Multiple System Atrophy

Multiple System Atrophy typically presents in 50-60 year old adults with autonomic dysfunction, parkinsonian features, and cerebellar ataxia. Pathologically, hallmark features include glial cytoplasmic inclusions and degeneration of multiple brain regions, while radiologically, it is characterised by atrophy of the putamen, cerebellum, and brainstem, with the “hot cross bun” sign on MRI.

Description

Multiple System Atrophy (MSA) is a progressive neurodegenerative disorder characterized by a combination of autonomic failure, parkinsonism, and ataxia. It is classified into two primary types based on the predominant symptoms: MSA-P, where parkinsonian features prevail, and MSA-C, with cerebellar ataxia as the main feature.

Pathogenesis

The exact cause of MSA is unknown, but the disease is characterised by the accumulation of alpha-synuclein protein within glial cells, leading to glial cytoplasmic inclusions. This pathological process results in the degeneration of multiple parts of the brain, including the basal ganglia, cerebellum, and brainstem.

Subtypes

  1. MSA-P (Parkinsonian type): More common, characterised by bradykinesia, rigidity, and tremors.
  2. MSA-C (Cerebellar type): Features cerebellar ataxia, unsteady gait, and impaired coordination.

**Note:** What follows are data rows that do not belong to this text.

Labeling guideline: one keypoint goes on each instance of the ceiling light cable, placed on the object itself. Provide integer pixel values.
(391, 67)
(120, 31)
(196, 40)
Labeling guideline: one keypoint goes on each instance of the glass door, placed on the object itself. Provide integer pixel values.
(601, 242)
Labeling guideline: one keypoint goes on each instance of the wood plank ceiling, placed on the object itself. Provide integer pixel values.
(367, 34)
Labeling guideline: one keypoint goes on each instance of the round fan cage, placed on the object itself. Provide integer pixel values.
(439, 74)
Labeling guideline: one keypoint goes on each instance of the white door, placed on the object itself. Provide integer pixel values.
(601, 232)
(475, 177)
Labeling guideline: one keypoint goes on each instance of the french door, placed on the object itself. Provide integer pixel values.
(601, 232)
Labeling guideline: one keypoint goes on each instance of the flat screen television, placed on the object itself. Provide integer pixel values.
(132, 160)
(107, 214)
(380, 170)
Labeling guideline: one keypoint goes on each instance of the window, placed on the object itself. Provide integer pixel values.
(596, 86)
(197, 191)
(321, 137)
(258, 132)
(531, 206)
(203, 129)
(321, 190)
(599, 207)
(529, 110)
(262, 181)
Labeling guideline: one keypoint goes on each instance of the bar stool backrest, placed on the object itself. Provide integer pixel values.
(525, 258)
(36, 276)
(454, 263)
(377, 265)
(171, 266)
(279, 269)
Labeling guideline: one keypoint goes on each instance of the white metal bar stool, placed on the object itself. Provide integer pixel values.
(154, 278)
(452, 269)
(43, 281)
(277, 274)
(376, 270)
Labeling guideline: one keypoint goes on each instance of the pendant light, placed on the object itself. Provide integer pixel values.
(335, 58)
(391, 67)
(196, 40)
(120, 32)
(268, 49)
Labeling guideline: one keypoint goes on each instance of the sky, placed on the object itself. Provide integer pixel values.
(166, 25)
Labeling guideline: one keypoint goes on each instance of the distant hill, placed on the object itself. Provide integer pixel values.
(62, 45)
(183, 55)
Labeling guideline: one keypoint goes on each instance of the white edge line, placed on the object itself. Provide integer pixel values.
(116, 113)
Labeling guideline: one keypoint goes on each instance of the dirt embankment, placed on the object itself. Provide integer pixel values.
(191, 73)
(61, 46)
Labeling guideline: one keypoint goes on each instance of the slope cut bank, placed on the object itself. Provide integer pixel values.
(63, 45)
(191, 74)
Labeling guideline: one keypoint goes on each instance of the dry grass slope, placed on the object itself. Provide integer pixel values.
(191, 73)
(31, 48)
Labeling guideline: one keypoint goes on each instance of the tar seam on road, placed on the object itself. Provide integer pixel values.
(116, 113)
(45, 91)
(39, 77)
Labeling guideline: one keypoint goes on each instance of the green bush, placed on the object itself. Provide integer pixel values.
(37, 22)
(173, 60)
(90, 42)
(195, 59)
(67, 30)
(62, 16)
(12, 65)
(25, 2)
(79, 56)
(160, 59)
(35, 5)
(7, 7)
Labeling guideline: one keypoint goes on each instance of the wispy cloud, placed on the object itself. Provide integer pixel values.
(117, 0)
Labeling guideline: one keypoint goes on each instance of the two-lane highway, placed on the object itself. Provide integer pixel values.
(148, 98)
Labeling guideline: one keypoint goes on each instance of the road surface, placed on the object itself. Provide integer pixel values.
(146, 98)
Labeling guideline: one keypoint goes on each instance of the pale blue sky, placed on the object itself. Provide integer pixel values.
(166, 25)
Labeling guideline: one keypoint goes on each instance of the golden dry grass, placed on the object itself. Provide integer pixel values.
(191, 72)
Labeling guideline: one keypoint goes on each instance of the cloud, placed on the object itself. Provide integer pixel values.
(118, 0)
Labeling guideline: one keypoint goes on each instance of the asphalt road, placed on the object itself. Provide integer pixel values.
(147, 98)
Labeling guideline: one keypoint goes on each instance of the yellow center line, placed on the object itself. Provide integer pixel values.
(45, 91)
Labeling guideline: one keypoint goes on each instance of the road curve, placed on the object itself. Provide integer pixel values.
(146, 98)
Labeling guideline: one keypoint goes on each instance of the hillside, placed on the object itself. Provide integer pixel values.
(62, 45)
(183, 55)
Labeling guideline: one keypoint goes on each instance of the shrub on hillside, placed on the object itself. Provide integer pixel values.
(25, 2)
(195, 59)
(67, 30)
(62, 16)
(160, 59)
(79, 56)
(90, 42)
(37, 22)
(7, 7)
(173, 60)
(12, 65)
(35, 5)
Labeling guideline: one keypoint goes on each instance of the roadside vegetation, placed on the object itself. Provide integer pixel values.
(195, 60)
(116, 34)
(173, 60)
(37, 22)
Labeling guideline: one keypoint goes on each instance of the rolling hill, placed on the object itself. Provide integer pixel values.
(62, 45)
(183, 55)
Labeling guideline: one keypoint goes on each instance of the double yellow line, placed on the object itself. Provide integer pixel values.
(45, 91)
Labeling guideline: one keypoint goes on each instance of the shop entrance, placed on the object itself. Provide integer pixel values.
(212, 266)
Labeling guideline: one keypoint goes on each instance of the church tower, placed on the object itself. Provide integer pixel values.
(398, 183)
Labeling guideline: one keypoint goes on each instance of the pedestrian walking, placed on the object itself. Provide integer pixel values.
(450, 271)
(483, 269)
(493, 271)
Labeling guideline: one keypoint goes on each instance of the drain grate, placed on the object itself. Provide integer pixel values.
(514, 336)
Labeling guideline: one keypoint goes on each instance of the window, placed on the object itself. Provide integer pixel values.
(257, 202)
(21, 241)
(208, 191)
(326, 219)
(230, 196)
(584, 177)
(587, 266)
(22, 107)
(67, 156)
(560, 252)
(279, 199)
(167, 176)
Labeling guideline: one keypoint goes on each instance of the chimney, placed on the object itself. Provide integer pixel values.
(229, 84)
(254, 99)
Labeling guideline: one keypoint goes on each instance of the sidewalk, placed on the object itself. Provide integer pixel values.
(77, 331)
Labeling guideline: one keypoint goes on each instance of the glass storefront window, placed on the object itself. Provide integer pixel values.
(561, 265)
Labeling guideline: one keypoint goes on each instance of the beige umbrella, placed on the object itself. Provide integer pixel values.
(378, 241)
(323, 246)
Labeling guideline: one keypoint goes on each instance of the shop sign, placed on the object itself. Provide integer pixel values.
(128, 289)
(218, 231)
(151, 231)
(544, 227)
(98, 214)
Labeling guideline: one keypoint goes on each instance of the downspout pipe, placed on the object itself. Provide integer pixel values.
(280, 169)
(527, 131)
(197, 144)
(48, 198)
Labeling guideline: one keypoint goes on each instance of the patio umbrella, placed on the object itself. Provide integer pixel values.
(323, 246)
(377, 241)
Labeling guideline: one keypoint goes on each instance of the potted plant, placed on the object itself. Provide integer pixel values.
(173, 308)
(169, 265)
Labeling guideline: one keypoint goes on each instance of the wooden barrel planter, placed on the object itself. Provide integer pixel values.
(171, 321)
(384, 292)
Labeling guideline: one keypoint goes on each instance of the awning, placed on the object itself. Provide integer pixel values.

Epidemiology, Risk Factors & Associations

  • Typically affects individuals aged 50-60 years.
  • Slightly more common in men than women.
  • No specific risk factors identified; sporadic occurrence.

Clinical Features

  • Autonomic dysfunction: Orthostatic hypotension, bladder dysfunction, sexual dysfunction.
  • Parkinsonian features: Bradykinesia, rigidity, postural instability.
  • Cerebellar ataxia: Impaired coordination, unsteady gait.
  • Speech and swallowing difficulties.

Complications

  • Progressive immobility leading to complications like falls and pneumonia.
  • Severe autonomic dysfunction can lead to life-threatening complications.
  • Progressive neurodegeneration leading to dependency in daily activities.

Pathological Features

Histopathology
  • Macroscopic: Atrophy of the striatum, cerebellum, and brainstem.
  • Microscopic: Glial cytoplasmic inclusions, neuronal loss, and neuroglian degeneration in multiple brain regions.
Serology
  • Non-specific.
Biochemistry
  • Non-specific.

Radiological Features

General Features
  • Atrophy of the putamen, cerebellum, and brainstem.
  • Hot cross bun sign on T2-weighted MRI, particularly in MSA-C. Classic sign but not pathognomic
CT
  • Non-contrast: May show atrophy but less sensitive than MRI.
MRI
  • T1: Atrophy of the putamen, cerebellum, and brainstem.
  • T2: Hot cross bun sign – Cross-shaped hyperintensity within pons seen on axial; hyperintensities in the putamen.
  • FLAIR: Shows atrophic changes and hyperintense signals in affected areas.
  • SWI/GRE/T2*: May show iron deposition in the basal ganglia.
NM
  • PET FDG: Can show reduced glucose metabolism in basal ganglia and cerebellum.

Grading and Staging

No specific grading or staging system; assessment is based on clinical severity and progression of symptoms.

Diagnosis

Diagnosis is primarily clinical, based on symptomatology and supported by MRI findings. Autonomic testing and neurophysiological studies can aid in diagnosis.

Differential Diagnosis

  • Parkinson’s Disease: Absence of cerebellar signs and significant autonomic dysfunction.
  • Progressive Supranuclear Palsy: Vertical gaze palsy, different pattern of neurodegeneration.
  • Cerebellar Ataxia: Predominant cerebellar symptoms without significant autonomic or parkinsonian features.

Management

Management of MSA is symptomatic and supportive. This includes pharmacological treatment for parkinsonian symptoms, management of autonomic dysfunction, and physical therapy. Multidisciplinary care involving neurologists, urologists, and physical therapists is essential.